Alan Parris’s T-shirt was stained; his boxer shorts were torn; and dirty toenails showed through the holes in his black socks. The man was so underwhelmed by the interview style of Lars Geldorf that he appeared to be nodding off.
No, Alan Parris was drunk.
‘You’re lying!' Geldorf paced the floor and raised his voice to rouse the man from lethargy. ‘I know one of you bastards leaked the details. It was you or your partner. Now give it up!’ The old man leaned down, bringing his face within inches of Parris’s. ‘Don’t piss me off, son. You won’t like me when I get mad.’
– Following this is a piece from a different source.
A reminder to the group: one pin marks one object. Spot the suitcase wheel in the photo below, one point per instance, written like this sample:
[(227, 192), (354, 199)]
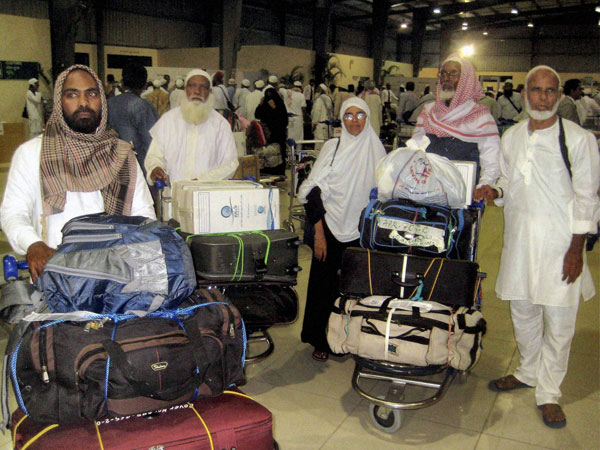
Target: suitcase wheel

All the incredulity that Parris could muster was a small puff of air escaping from pursed lips, a lame guffaw. He kept his silence, showing remarkable patience with the retired detective and his ludicrous threats.
Lars Geldorf s promised anger was unleashed, and Deluthe took faithful shorthand, recording every obscenity. The old man finally succeeded in triggering Parris’s temper. And now the four-letter words were flying both ways as Deluthe’s pencil sped across the page of his notebook, not resting until Geldorf stomped out of the apartment.
This was Deluthe’s cue to pull out his list of prepared questions. The script Geldorf had outlined for him was reminiscent of days in uniform and visits to elementary schools in the role of Officer Friendly. ‘Just a few more questions, sir.’ He gave Parris a lame smile, and the man rolled his eyes just as the schoolchildren had done. Another tough audience.
Screw Geldorf.
Deluthe dropped his smile, then folded the paper and slipped it back into his pocket. ‘What about neighbors? Do you remember anyone in the hall near the crime scene? Maybe there was a – ’
‘It was a long time ago, kid.’ Parris leaned down and moved a newspaper to one side, exposing a beer can crushed and discarded after some previous binge. He upended it over his open mouth to catch the last drops of flat warm liquid.
Though the ex-cop showed no sign of anxiety, soon he would be eager to get to a liquor store and replenish his supply of booze.